Cardiorespiratory failure from thoracic insufficiency syndrome was a severe complication and a common cause of death in FOP patients [10]. It has been reported that dysregulations of BMP pathway may make an impact on vascular dysfunctions, while overactive BMP signaling in FOP may play a central role in the development of hypoxia-induced pulmonary hypertension [18]. Recent studies have demonstrated serum OC level is closely associated with cardiovascular disease. Zhang et al. [19] found that lower serum OC levels were associated with a higher risk of major adverse cardiovascular events in a retrospective cohort study of Chinese subjects. A longitudinal analysis demonstrated that men with low OC levels exhibit increased all-cause mortality and cardiovascular disease related mortality [20]. In our study, we found that serum OC level was negatively correlated with the mortality in FOP patients ≤18 years at diagnosis.

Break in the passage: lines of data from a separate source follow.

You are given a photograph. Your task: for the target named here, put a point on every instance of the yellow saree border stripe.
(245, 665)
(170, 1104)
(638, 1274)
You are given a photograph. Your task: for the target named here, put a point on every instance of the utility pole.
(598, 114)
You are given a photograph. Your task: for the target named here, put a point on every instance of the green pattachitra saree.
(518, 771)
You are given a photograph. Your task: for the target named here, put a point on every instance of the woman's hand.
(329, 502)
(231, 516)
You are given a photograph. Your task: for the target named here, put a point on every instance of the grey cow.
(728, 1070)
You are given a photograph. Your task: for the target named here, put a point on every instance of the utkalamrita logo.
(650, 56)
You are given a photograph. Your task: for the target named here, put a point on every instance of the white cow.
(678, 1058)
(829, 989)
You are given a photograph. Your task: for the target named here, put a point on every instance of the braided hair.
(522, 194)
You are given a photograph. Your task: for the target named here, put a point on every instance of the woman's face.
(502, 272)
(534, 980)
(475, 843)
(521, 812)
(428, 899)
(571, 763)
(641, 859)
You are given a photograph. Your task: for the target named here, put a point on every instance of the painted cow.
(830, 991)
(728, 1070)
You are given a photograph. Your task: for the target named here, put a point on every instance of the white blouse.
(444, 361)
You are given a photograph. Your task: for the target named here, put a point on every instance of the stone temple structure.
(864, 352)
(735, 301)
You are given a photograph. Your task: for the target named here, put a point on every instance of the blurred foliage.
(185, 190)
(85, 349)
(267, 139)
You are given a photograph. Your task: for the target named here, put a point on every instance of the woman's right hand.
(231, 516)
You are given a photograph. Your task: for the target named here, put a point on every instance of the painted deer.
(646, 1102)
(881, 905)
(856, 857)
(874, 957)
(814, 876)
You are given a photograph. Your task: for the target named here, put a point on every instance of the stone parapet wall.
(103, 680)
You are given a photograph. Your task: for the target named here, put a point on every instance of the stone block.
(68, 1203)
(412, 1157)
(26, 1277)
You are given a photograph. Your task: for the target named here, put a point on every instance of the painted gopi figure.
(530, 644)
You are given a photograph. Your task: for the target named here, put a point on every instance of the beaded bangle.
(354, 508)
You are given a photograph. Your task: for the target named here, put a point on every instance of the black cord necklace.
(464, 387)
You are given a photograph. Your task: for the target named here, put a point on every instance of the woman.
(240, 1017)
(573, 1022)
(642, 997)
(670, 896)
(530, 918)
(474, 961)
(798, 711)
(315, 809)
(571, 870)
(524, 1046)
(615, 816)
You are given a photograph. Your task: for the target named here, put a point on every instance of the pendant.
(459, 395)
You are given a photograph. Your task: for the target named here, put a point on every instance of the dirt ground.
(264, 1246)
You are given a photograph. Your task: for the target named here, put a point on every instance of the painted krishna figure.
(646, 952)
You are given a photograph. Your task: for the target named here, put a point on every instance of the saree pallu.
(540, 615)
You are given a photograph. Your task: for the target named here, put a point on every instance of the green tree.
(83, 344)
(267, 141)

Therefore, we speculate that serum OC level was negatively associated with the mortality in FOP patients aged 18 years and younger at diagnosis might due to its relationship with dysfunction of cardiopulmonary system. However, the relationship between serum OC level and the cause of death in FOP patients still needs to be clarified in the future study.

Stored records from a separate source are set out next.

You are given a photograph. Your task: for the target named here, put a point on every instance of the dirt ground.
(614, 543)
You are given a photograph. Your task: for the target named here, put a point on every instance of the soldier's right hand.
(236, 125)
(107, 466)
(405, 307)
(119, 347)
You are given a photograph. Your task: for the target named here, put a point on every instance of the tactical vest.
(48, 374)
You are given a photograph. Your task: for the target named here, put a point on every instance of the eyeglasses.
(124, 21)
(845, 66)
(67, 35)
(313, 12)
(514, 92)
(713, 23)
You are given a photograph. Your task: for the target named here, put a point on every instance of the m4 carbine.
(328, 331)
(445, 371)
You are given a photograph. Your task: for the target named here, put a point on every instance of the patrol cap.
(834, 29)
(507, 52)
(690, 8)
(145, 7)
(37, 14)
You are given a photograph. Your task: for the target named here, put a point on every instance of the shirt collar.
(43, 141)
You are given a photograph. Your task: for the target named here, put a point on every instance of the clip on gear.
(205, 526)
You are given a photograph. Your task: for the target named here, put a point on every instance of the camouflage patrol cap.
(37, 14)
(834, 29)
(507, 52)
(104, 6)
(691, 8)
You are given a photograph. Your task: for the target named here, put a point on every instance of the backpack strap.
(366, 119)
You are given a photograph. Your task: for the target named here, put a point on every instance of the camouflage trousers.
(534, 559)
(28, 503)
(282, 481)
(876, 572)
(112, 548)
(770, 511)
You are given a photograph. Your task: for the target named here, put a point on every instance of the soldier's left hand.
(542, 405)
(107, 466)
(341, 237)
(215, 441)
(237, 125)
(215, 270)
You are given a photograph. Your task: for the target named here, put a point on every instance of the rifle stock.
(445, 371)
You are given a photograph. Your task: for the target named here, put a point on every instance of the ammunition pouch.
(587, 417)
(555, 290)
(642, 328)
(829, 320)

Bone transformation markers including OC are highly dependent on gender, age and pubertal stage [21, 22]. In our analysis, after adjusting for age and gender, serum OC level was negatively associated with the mortality in all FOP patients and FOP patients aged 18 years and younger at diagnosis. We did not analyze the effect of pubertal stage on biomarkers due to small size of samples. In addition, since the identification of the severity of FOP is still unclear, we are not sure if the severity of FOP has an effect on serum biomarkers.

Our research has several limitations. Firstly, 65 of FOP patients were recruited in our study, which only represent 10 % of all FOP patients in China [11]. Secondly, it is a retrospective study without long-term follow-up. Serum biochemical parameters of FOP patients may fluctuate dynamically considering the long-lasting process of this disease. Thus, further follow-up study is needed to confirm our result in a larger cohort of patients.

Conclusions

In summary, our study described the mortality rate and related risk factors for the mortality of FOP patients in China for the first time. We found that the mortality rate of FOP was 13.8% and serum OC level was negatively correlated with the mortality in Chinese FOP patients ≤18 years at diagnosis. Our study could be valuable in predicting lethal outcome of FOP patients aged 18 years and younger at diagnosis, allowing interventions to be conducted most effectively to reduce the associated mortality.